When I took over the Golden Gate — 122 rooms, smallest casino on the block — my advantage was never the building. It was never the rooms. It was the fact that every single person on my team knew what we were trying to do and had been trained to deliver it under pressure. When I built the outdoor entertainment program on Fremont, we rehearsed. We ran scenarios. We figured out where the bottlenecks were before opening night, not during it.
When the AC died at The Green Room in July, ninety-five degrees, packed house — I didn't panic because I'd already thought about what happens when something breaks on the busiest night. Cold towels. Open doors. Fans. Turn the disaster into the story. But that only works when your team trusts you and you trust them. You can't build that trust in June 2026.
So here's my list. If you're a GM in a host city — or within sixty miles of one — this is what you should be doing right now:
**Staff retention is your World Cup strategy.** Every person you keep between now and June 2026 is worth three people you'll try to hire in April 2026. Pay them. Train them. Tell them what's coming and make them feel like they're part of something historic. Because they are.
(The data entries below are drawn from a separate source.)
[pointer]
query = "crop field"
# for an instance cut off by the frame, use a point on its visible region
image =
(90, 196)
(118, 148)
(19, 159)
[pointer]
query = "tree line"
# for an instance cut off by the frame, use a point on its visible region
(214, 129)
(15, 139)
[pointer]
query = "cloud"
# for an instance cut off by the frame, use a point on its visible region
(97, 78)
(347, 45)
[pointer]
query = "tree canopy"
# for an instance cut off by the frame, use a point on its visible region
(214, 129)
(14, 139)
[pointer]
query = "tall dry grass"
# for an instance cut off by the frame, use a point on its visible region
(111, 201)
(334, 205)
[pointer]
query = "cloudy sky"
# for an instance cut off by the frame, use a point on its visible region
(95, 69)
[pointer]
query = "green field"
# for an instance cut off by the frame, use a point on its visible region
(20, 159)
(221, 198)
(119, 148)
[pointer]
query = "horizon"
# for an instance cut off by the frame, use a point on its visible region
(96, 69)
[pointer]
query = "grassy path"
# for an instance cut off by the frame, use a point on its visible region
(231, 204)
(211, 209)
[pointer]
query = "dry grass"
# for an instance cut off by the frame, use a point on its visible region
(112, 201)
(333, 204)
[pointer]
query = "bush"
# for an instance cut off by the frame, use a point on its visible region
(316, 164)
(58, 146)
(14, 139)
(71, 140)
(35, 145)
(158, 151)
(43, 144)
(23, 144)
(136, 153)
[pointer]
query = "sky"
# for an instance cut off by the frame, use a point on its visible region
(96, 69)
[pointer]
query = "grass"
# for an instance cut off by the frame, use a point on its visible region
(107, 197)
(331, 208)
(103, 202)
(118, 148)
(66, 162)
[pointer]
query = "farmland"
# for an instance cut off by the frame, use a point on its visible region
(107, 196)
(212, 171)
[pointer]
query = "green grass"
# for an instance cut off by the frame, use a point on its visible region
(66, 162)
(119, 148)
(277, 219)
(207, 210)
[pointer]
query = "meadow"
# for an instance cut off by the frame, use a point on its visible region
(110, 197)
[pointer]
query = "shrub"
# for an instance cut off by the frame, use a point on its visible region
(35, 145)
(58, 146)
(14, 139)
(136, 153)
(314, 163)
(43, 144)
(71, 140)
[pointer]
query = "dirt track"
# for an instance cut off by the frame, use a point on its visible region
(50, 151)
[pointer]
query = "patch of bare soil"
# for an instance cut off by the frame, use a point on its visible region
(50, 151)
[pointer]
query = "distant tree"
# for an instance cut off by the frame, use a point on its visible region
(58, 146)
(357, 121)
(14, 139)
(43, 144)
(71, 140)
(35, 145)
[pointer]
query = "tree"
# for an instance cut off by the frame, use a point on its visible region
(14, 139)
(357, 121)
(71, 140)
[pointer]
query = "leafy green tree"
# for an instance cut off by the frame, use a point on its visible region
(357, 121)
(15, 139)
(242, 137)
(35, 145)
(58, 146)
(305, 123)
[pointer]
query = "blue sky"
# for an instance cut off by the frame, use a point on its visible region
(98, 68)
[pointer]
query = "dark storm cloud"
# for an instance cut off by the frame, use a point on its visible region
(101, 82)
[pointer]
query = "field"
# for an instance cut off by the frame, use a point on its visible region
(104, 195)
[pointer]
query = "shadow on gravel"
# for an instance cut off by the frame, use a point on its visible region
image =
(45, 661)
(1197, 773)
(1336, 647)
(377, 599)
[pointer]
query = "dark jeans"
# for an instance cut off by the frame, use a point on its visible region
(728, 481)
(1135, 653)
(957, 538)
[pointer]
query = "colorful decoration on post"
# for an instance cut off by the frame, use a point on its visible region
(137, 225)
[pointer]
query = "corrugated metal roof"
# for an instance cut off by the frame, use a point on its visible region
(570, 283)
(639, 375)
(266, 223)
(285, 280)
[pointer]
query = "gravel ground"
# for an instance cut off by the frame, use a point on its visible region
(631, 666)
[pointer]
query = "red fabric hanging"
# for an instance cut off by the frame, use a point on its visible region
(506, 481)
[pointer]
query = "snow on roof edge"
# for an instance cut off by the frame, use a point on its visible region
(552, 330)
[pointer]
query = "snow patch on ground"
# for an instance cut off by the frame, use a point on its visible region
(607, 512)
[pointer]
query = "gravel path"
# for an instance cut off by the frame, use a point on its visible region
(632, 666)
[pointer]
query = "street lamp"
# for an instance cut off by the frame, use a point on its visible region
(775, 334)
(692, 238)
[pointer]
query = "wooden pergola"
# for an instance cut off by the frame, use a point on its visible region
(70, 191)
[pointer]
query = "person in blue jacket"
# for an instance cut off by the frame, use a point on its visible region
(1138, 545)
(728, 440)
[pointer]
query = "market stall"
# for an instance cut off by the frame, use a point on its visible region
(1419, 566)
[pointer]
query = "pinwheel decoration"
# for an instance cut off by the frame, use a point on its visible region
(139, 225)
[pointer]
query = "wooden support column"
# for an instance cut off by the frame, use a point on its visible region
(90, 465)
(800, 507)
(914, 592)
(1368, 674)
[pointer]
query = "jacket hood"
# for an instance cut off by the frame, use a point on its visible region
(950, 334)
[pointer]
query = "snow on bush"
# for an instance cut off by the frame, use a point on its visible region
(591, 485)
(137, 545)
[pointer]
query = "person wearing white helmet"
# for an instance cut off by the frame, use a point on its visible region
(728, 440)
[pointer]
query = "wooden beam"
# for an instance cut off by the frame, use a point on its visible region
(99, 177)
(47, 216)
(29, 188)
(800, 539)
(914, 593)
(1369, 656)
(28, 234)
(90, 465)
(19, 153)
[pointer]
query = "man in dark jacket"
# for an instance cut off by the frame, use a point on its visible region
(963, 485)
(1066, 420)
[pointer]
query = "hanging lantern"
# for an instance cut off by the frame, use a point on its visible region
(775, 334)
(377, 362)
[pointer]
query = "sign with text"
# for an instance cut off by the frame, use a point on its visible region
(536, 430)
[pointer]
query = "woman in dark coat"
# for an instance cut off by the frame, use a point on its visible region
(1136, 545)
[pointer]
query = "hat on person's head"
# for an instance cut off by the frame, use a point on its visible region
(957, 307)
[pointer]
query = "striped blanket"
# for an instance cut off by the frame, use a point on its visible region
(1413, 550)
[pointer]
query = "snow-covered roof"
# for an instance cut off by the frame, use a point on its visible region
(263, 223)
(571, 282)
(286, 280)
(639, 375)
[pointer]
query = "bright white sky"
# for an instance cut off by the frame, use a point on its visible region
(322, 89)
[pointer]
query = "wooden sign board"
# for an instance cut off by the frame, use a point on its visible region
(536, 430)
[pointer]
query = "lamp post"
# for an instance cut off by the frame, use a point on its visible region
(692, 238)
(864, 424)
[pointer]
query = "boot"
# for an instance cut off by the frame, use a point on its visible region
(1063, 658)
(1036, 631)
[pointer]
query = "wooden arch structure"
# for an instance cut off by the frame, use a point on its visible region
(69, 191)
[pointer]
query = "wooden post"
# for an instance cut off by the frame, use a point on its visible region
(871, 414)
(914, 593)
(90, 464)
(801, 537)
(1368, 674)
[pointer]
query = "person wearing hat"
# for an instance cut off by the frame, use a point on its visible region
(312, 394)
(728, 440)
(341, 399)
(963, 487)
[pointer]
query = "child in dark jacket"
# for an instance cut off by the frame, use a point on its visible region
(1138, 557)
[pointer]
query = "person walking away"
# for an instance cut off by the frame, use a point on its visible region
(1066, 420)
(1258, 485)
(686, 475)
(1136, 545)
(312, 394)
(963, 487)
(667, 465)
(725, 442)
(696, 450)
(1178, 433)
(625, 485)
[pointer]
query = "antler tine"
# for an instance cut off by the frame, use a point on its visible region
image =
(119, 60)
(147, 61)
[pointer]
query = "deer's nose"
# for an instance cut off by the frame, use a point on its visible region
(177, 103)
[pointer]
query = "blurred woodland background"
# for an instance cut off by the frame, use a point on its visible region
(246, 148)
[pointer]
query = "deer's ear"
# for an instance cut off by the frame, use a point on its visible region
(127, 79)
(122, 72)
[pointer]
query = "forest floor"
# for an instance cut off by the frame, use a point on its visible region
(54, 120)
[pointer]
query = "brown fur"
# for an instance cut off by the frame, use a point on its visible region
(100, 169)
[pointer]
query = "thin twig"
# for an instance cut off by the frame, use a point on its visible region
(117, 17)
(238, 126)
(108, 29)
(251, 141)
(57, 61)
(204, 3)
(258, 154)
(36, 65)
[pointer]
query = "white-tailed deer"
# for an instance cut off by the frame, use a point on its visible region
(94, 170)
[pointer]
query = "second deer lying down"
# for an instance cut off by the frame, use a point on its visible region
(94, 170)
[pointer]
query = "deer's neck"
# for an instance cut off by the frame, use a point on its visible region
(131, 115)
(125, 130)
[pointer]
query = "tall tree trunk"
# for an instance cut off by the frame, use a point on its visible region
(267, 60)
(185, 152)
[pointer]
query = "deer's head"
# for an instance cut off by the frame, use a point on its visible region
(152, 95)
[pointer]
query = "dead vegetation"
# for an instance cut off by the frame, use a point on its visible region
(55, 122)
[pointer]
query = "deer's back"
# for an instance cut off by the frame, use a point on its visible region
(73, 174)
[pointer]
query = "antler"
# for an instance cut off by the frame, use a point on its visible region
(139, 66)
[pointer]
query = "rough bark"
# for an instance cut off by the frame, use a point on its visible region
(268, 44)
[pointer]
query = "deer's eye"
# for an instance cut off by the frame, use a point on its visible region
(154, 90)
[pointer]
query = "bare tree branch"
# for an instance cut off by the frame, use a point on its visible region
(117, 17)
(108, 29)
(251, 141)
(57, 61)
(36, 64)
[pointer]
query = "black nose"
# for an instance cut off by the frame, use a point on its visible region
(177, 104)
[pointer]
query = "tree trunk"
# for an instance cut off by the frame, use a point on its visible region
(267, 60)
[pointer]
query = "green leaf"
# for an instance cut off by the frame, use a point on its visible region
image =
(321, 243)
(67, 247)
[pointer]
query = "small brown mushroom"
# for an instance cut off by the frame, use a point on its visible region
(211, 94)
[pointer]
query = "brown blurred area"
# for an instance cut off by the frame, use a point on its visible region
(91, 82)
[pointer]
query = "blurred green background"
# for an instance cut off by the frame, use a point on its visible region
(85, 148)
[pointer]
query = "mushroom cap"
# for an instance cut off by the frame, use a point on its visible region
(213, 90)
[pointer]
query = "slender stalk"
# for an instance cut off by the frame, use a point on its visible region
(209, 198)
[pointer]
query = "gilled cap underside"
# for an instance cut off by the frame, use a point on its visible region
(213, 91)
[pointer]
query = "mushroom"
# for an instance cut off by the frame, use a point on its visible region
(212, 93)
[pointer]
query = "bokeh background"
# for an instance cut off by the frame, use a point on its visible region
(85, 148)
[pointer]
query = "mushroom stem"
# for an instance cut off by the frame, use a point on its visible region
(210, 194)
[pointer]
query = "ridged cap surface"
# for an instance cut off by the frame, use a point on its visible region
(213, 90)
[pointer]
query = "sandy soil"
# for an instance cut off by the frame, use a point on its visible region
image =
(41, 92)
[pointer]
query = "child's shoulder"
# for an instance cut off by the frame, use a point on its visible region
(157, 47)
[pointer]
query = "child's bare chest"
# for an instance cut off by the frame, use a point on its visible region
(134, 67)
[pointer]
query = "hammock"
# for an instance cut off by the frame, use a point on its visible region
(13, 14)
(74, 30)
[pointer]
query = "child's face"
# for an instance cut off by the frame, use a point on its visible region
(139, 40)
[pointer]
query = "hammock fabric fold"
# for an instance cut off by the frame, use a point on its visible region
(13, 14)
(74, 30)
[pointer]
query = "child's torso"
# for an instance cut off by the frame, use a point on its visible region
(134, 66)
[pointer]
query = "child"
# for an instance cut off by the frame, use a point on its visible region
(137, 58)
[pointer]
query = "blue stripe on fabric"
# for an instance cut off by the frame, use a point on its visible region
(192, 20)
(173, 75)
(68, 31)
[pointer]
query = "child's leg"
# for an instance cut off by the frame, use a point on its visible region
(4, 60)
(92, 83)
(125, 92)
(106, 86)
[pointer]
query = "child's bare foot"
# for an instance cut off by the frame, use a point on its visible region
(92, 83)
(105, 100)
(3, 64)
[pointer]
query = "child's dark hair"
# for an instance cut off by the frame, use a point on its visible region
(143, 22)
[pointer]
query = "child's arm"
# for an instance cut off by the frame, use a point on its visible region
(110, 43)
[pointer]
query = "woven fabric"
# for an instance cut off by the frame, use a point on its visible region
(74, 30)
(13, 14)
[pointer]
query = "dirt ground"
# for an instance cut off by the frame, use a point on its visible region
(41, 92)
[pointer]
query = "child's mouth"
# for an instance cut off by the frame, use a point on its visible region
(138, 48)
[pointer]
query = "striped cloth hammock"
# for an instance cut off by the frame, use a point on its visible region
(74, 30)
**Build your surge plan.** Not a memo. An actual operational plan. What does your staffing model look like on match day versus off day? Where are your flex positions? Do you have relationships with staffing agencies? Have you talked to your union — if you have one — about temporary scheduling modifications?
**Train for international guests now.** Basic phrases in Spanish, Portuguese, French, German, Arabic. Cultural briefings. Payment method expectations. How to explain a resort fee to someone who's never encountered one. This isn't a nice-to-have — this is the difference between a five-star review and a complaint to the tourism board.
**Scenario-plan your F&B.** Your pars are wrong. I promise you, your pars are wrong. Figure out what 100% occupancy with 80% F&B capture looks like and work backward from there. If you don't have the storage, figure that out now.
**Talk to your neighbors.** The properties around you aren't your competition during the World Cup. They're your ecosystem. If the bar next door runs out of beer, those fans are walking into your lobby. Coordinate. I know that sounds crazy. Do it anyway.
**Protect your non-event guests.** Designate quiet floors. Set expectations at booking. Have a plan for noise complaints that doesn't involve calling security every ten minutes. Your regulars — the ones who stay with you fifty weeks a year — are watching how you handle the two weeks of chaos.
The RevPAR projections are going to come true. I believe that. But RevPAR is a number on a report. It doesn't tell you about the housekeeper who worked a double because three people called out. It doesn't tell you about the front desk agent who handled a screaming guest at midnight because nobody trained her for international event crowds. It doesn't tell you about the bellman who carried bags for fourteen hours straight and quit the next day.
The money is coming. The question is whether your operation can catch it without breaking the people who make it work.
Here's the test. Pull up your property's staffing plan for June 2026 right now. If you don't have one — and most of you don't — that's my point. The industry is celebrating the revenue forecast like the check already cleared. It hasn't. I've run properties through fight weekends, New Year's on Fremont, casino grand openings, and a global financial crisis. The money always shows up eventually. The question is whether your team is standing when it does. If you're a GM in a host city, your World Cup started the day you read this. Call your HR director. Call your ops team. Build the plan. Train the people. And for the love of God, check your beer pars — because I promise you, they're wrong.